- Nokia is looking to make a name for itself in the data center networking market
- A recent deal with Microsoft shows the ball is starting to roll in the right direction
- VP Mike Bushong dished on its strategy for winning over more customers and stealing major market share
Cisco, you’ve officially been put on notice. Nokia is coming for you. Or, more specifically, your data center market share.
After spending the last few years stealthily bulking up its product lineup and go-to-market machine, Nokia is ready to flex its muscles on the main stage. Its goal? Supplant Cisco to sit alongside Arista Networks as a leader in the data center networking arena. And it looks like things are already headed in the right direction.
Earlier this month, the company inked a marquee deal to supply hyperscale titan Microsoft with data center routers and switches. And Nokia VP of Data Center Mike Bushong told Fierce it has another big announcement coming up next week.
“We’re not in this game to get one big win,” Bushong said. Rather, if all goes according to plan, “this will become a meaningful part of what we do.” But even with Cisco already weakened from intense competition from Arista, Nokia still has a hill to climb.
While Nokia has already proven itself in the telecom industry as a leading provider of mission critical equipment, its biggest challenge in the data center realm is – ironically enough – name recognition, Bushong said.
“Our service provider background is awesome because it’s taught us how to build the most reliable equipment for the most demanding environments anywhere on the planet,” Bushong said. But expanding into the data center arena means developing relationships with a whole new set of customers and partners and building a whole new go-to-market apparatus.
“People don’t know us until they know us,” Bushong said. “The biggest gap between us and our ambitions is people knowing what we can do. Now, what you see with this Microsoft deal is that once we have exposure, people like it and then they double, triple down on the stuff that we’re providing them. That bodes well for our ability to grow inside these types of accounts.”

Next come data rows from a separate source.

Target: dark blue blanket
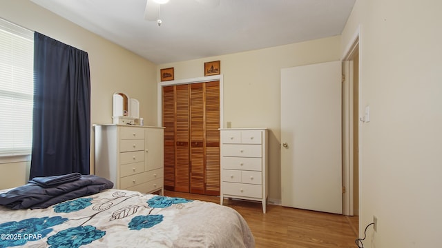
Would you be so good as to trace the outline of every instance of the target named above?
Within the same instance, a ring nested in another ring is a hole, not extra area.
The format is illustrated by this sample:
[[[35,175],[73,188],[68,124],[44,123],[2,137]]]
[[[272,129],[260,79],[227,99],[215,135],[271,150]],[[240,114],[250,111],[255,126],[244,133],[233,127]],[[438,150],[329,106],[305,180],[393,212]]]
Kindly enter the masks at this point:
[[[77,172],[66,175],[52,176],[44,177],[35,177],[28,181],[29,183],[35,183],[43,187],[52,187],[63,183],[73,182],[80,178],[81,174]]]
[[[0,205],[12,209],[46,208],[113,187],[113,183],[95,175],[82,175],[77,180],[48,188],[28,183],[0,194]]]

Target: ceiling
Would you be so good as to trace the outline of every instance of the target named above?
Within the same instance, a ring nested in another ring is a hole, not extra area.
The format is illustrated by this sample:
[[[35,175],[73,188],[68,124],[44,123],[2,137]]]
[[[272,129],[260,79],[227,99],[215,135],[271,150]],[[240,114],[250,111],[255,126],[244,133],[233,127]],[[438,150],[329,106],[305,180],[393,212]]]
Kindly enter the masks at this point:
[[[31,1],[162,64],[340,34],[356,0],[170,0],[161,26],[144,19],[146,0]]]

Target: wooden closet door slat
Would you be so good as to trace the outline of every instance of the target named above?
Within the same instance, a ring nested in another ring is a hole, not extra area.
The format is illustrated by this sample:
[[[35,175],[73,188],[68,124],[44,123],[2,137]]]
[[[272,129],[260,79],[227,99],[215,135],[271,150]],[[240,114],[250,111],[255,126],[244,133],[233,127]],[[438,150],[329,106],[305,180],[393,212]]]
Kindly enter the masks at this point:
[[[204,194],[204,83],[191,84],[191,193]]]
[[[175,87],[163,87],[164,129],[164,189],[175,190]]]
[[[189,192],[189,87],[175,85],[175,191]]]
[[[205,83],[205,194],[220,195],[220,81]]]

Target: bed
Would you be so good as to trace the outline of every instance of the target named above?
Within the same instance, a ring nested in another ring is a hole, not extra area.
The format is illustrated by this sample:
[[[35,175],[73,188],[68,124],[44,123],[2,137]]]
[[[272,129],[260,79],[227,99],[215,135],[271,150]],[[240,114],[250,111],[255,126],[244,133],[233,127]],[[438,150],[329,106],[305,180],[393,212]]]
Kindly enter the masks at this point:
[[[0,206],[0,247],[254,247],[244,218],[213,203],[106,189],[31,208]]]

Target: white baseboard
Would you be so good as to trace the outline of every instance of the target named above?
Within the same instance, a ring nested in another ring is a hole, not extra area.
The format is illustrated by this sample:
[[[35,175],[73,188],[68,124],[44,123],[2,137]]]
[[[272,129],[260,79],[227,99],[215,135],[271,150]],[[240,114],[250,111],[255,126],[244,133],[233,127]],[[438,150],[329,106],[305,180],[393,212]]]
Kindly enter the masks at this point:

So, what can it do? Well, Nokia already has a fleshed out portfolio of routing and optical products. And it’s looking to shore up gaps in its switching lineup via a $2.3 billion deal to buy Infinera. That transaction is expected to close in the first half of 2025.
Gameplan
But given we’re not Nokia’s product PR, we were more interested in how it plans to sell rather than what its wares are. After all, there’s a lot of money at stake – money that Nokia, which is facing a slump in its traditional telco business, desperately needs.

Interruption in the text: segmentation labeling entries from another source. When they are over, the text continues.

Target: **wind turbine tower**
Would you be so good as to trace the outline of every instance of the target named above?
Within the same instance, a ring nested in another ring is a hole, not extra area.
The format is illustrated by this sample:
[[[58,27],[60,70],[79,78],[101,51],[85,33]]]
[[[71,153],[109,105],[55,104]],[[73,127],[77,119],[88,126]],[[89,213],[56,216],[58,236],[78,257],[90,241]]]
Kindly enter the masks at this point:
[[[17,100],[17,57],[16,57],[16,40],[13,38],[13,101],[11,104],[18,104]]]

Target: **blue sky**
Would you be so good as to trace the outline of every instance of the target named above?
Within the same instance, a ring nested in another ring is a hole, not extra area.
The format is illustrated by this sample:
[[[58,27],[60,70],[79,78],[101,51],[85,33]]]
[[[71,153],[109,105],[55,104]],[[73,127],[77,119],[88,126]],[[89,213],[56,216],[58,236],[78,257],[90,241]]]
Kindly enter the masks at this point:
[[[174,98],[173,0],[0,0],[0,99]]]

Dell’Oro Group has predicted that Ethernet switches for front-end data center networks will generate more than $100 billion in revenue. Switches for AI back-end networks will drive another $80 billion in data center spending over the same period, Dell’Oro estimated.
“The market’s ripe for share shift,” Bushong said. “I look around and I say ‘are we ready to go into battle?’ And I think we are.”

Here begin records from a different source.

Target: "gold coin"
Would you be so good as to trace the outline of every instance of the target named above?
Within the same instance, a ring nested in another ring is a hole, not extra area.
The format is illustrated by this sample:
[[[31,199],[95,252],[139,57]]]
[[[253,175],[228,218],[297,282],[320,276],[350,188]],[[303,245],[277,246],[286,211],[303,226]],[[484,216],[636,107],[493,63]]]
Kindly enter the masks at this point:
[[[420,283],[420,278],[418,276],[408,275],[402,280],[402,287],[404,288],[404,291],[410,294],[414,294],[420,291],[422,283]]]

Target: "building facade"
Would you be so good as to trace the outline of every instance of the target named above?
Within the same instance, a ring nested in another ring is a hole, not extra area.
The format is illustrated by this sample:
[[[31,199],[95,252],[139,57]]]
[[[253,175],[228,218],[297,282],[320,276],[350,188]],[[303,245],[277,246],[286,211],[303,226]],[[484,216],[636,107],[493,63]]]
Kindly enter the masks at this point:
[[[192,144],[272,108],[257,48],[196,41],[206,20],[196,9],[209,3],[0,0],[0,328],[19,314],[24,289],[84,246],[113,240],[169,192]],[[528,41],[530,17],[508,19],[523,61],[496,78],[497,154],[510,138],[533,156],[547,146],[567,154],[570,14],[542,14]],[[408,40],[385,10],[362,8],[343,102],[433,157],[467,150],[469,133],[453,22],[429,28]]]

As for its plan of attack, Bushong said Nokia is aiming to win business not just from the handful of hyperscalers out there, but also customers from what it calls “cloud majors” and Global 2,000 enterprises who are building out their own data center infrastructure. Cloud majors, by the way, include hosting and colocation providers, software-as-a-service companies, and gaming and content players.
“This year alone I’ve been in India and Dubai and Brazil and Japan and Korea, I’ve crisscrossed Europe…there’s a ton of growth everywhere in the cloud majors and enterprise space,” Bushong said. “I think we’ve had good traction across a number of different verticals,” including financial services, healthcare, education and the public sector.
But timing matters. Bushong said Nokia is looking to swoop in when these companies are facing one of three key change drivers: natural product replacement cycles; changes in technology (including, but certainly not limited to, implementing artificial intelligence); or changes in the workforce. All three of those instances create opportunities for a newcomer like Nokia to get its foot in the door.
The pitch? “The case I’m litigating is I think there’s unique permission to play because the last 20 years isn’t going to bridge to the next 20 years,” Bushong concluded. “If the stewards of our industry haven’t collectively carried us forward, then ought we not look for different stewards? I think Nokia’s in a unique position to play that role.”